DESCRIPTION: (Adapted from Applicant's Abstract): Studies from our laboratory have established that oxidative stress and oxidative protein modification are salient features of the lesions of Alzheimer disease (AD). These studies are a direct outcome of the aims of the funding period in which we determined that neurofibrillary tangles (NFT) share the same solubility properties of proteins in aged individuals, which are crosslinked by advanced glycation endproducts (AGE). We then demonstrated antibodies to AGE recognize NFT and senile plaques (SP). When AGE modified-t was introduced to neuroblastoma cells, lipid peroxidation was increased and a strong oxidative stress response by heme oxygenase-1 (HO-1) and NFkb was noted. HO-1 immunoreactivity is also increased in NFT-containing neurons, but is absent in brains of control cases. Direct oxidation of protein was also found in NFT as well as neuronal cytoplasm and nuclei of glia and neurons of AD cases but not age matched control brains indicating oxidative damage is not restricted to the lesions and that oxidative stress likely precedes the formation of NFT and SP. Further suggestions of this come from monoclonal antibodies raised to NFT which recognize AGE adducts of neurofilament proteins as well as t. The latter, Alz50, which recognizes a reducible (i.e., early) glycation modification of t, is the earliest marker of cytoskeletal alteration of AD. We now propose to determine three features of the AGE modification that will be essential to understanding their role in AD pathogenesis. First, determine which proteins are modified and when they become modified during lesion formation. Second, assess the effect of AGE modification of NFT and SP on resistance to proteolysis and phagocytosis. Third, evaluate the oxidative stress response of various brain cell types to AGE modified proteins. These studies will address whether AGE modification is a specific and early modification of the neuronal cytoskeleton, its role in lesion persistence and the differential response of cells to AGE.

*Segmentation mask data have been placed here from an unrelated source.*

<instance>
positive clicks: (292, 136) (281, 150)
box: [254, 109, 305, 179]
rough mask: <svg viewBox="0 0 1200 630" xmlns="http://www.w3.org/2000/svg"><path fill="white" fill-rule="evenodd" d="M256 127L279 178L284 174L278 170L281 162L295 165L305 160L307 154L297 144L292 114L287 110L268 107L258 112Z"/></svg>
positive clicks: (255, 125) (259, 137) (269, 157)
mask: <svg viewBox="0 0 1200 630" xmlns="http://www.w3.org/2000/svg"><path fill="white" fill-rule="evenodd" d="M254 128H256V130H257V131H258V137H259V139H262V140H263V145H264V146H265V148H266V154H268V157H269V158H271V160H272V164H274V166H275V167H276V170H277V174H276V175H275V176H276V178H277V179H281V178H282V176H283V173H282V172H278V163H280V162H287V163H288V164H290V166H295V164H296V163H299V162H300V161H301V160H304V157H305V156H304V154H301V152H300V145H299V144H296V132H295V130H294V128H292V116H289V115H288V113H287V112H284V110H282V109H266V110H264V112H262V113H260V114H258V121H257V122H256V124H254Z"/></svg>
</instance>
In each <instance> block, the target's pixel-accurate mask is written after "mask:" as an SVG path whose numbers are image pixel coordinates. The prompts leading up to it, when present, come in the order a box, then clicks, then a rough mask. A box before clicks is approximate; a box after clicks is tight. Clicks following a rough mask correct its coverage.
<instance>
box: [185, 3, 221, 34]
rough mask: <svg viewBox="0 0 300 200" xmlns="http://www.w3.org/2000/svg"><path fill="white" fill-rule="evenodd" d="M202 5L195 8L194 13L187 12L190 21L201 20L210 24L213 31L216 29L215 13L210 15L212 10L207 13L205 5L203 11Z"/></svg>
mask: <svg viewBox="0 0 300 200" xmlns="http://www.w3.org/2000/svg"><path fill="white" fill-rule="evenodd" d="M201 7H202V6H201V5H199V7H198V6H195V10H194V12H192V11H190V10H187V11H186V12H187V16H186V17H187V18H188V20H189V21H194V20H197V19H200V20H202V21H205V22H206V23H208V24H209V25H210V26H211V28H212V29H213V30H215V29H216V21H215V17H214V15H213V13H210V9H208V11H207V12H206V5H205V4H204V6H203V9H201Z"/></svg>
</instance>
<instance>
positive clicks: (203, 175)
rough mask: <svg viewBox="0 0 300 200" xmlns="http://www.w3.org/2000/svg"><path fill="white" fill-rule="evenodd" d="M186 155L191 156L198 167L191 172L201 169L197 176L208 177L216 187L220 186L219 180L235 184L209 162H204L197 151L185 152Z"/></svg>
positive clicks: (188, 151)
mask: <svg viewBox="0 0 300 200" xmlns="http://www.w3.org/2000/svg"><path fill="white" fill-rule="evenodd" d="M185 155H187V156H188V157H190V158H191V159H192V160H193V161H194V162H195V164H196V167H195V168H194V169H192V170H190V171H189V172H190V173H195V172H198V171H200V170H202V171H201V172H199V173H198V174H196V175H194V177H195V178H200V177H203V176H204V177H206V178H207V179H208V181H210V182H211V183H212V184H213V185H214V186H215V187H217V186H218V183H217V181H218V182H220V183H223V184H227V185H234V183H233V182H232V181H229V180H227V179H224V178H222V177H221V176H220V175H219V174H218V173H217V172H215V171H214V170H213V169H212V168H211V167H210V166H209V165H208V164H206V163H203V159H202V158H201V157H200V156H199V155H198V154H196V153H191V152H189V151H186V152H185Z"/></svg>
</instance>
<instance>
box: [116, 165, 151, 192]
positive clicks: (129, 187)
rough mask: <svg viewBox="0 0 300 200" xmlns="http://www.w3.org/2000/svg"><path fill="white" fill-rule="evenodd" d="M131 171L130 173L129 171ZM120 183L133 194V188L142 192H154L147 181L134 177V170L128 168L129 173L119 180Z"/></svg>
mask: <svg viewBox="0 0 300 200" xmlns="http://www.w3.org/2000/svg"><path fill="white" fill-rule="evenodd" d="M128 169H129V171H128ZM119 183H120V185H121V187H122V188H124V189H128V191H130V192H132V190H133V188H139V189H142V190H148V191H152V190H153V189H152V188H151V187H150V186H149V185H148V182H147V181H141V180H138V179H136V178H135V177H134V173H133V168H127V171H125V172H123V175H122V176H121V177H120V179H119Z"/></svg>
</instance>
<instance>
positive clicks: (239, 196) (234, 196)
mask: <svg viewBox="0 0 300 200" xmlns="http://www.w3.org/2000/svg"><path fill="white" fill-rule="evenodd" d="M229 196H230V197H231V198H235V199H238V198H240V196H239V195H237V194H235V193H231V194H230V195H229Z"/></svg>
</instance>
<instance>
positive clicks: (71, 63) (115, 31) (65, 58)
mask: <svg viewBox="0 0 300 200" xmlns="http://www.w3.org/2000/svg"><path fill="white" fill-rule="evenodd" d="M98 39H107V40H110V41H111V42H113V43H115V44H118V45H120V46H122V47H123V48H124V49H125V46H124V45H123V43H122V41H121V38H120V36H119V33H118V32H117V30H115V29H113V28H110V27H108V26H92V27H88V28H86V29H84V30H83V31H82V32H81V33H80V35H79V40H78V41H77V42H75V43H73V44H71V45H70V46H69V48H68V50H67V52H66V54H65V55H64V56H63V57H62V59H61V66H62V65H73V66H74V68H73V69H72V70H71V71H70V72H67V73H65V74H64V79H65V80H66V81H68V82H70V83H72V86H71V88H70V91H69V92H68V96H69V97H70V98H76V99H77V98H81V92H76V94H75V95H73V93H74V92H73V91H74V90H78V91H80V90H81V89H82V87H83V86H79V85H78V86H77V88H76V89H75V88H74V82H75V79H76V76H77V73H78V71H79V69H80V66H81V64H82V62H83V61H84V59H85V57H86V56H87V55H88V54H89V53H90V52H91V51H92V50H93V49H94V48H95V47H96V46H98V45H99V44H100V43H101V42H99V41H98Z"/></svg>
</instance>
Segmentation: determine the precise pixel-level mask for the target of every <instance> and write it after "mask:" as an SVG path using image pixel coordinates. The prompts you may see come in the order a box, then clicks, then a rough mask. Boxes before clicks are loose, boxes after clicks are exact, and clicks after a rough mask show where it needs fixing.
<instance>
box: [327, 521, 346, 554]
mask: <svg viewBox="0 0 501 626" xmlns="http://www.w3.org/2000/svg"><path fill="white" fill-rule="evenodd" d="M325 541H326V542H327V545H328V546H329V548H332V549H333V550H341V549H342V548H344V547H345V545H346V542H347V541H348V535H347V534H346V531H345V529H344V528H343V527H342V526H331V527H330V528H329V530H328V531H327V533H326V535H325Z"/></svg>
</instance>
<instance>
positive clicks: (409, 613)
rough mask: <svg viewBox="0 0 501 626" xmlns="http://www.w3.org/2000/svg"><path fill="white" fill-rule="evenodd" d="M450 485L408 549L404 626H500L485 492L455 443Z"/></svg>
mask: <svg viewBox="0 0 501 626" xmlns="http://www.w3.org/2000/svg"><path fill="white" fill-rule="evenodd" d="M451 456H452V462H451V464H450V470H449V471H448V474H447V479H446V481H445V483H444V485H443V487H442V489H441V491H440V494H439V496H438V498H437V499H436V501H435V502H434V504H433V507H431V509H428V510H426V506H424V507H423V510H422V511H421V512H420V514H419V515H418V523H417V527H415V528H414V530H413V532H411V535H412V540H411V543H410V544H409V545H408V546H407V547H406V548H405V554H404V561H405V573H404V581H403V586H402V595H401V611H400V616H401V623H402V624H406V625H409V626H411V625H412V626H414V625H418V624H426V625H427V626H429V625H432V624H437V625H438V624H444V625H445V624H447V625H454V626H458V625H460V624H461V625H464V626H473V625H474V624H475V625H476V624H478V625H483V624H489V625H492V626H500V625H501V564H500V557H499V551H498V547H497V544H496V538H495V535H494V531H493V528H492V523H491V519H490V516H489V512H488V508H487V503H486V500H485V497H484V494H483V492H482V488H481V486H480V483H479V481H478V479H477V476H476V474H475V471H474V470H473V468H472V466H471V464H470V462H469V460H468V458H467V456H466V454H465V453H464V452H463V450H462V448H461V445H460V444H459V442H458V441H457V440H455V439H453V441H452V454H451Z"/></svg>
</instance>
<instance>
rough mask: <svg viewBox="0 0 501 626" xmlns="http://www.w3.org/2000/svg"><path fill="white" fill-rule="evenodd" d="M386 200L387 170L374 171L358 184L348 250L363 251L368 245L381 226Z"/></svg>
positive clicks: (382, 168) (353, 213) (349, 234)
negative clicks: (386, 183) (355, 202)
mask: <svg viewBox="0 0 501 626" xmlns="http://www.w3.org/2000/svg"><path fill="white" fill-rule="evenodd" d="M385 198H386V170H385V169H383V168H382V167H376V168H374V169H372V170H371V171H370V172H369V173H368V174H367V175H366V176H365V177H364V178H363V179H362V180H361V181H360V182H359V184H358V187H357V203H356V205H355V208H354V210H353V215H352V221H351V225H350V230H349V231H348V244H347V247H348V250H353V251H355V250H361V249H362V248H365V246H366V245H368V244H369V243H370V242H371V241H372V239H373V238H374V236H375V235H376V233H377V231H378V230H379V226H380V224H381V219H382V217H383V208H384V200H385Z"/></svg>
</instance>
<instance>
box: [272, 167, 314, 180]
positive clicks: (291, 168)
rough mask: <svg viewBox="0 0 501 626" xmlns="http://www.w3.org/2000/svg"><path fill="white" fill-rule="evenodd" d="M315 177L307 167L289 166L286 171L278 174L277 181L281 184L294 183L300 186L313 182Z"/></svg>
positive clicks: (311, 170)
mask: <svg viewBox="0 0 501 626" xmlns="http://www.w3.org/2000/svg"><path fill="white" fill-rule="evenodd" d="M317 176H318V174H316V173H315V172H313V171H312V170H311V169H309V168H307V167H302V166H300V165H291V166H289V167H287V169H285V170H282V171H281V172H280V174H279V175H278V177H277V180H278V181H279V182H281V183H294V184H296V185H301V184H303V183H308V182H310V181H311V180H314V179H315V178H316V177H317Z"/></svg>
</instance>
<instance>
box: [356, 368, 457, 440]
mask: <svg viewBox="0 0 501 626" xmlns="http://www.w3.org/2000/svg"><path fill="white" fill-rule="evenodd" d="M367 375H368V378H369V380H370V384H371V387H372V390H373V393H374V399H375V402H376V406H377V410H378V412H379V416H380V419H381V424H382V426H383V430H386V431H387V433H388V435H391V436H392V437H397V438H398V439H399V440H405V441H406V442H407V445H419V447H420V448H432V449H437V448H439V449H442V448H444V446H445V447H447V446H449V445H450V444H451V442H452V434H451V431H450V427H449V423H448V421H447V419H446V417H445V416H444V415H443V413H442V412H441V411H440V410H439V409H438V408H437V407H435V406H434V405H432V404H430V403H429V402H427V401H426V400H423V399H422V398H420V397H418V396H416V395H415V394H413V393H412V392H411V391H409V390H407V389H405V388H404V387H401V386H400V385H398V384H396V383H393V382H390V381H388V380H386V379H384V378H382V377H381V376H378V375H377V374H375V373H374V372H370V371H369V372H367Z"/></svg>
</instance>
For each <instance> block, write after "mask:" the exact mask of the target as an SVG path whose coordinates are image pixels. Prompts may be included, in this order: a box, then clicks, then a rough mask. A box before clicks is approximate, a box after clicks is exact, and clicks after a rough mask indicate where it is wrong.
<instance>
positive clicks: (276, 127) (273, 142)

描述：（改编自申请人的摘要）：我们的研究实验室已经确定了氧化应激和氧化蛋白阿尔茨海默病（Alzheimer disease，AD）的主要病理改变之一是蛋白质修饰。这些研究是在2004年资助期内实现各项目标的直接成果。我们确定神经元缠结（NFT）与交联的蛋白质在老年人中的溶解度特性晚期糖基化终产物（AGE）然后，我们证明了抗体， AGE识别NFT和老年斑（senile plaques，SP）。当AGE修改时-t是引入神经母细胞瘤细胞，脂质过氧化作用增加，通过血红素加氧酶-1（HO-1）和NF-κ B强氧化应激反应，知道了 HO-1免疫反应性在含NFT的神经元中也增加，但在对照组的大脑中却没有。蛋白质的直接氧化是也发现在NFT以及神经元细胞质和神经胶质细胞核中， AD病例的神经元，但与对照组年龄不匹配，表明氧化损伤并不局限于病变，氧化应激可能在NFT和SP形成之前。对此的进一步建议来自于针对NFT产生的单克隆抗体，其识别神经丝蛋白以及t.后者，Alz 50，它承认一个可还原的（即，早期）t的糖化修饰，是最早的标志物 AD的细胞骨架改变。我们现在建议确定AGE修改的三个特征，对于了解它们在AD发病机制中的作用至关重要。第一、确定哪些蛋白质被修饰，以及它们何时被修饰，损伤形成。第二，评估AGE修饰NFT的效果， SP对抗蛋白水解和吞噬作用的影响。第三，评估各种脑细胞类型对AGE修饰的氧化应激反应 proteins. 这些研究将探讨AGE修饰是否是一种特异性的和神经细胞骨架的早期修饰，其在损伤中的作用持久性和细胞对AGE的不同反应。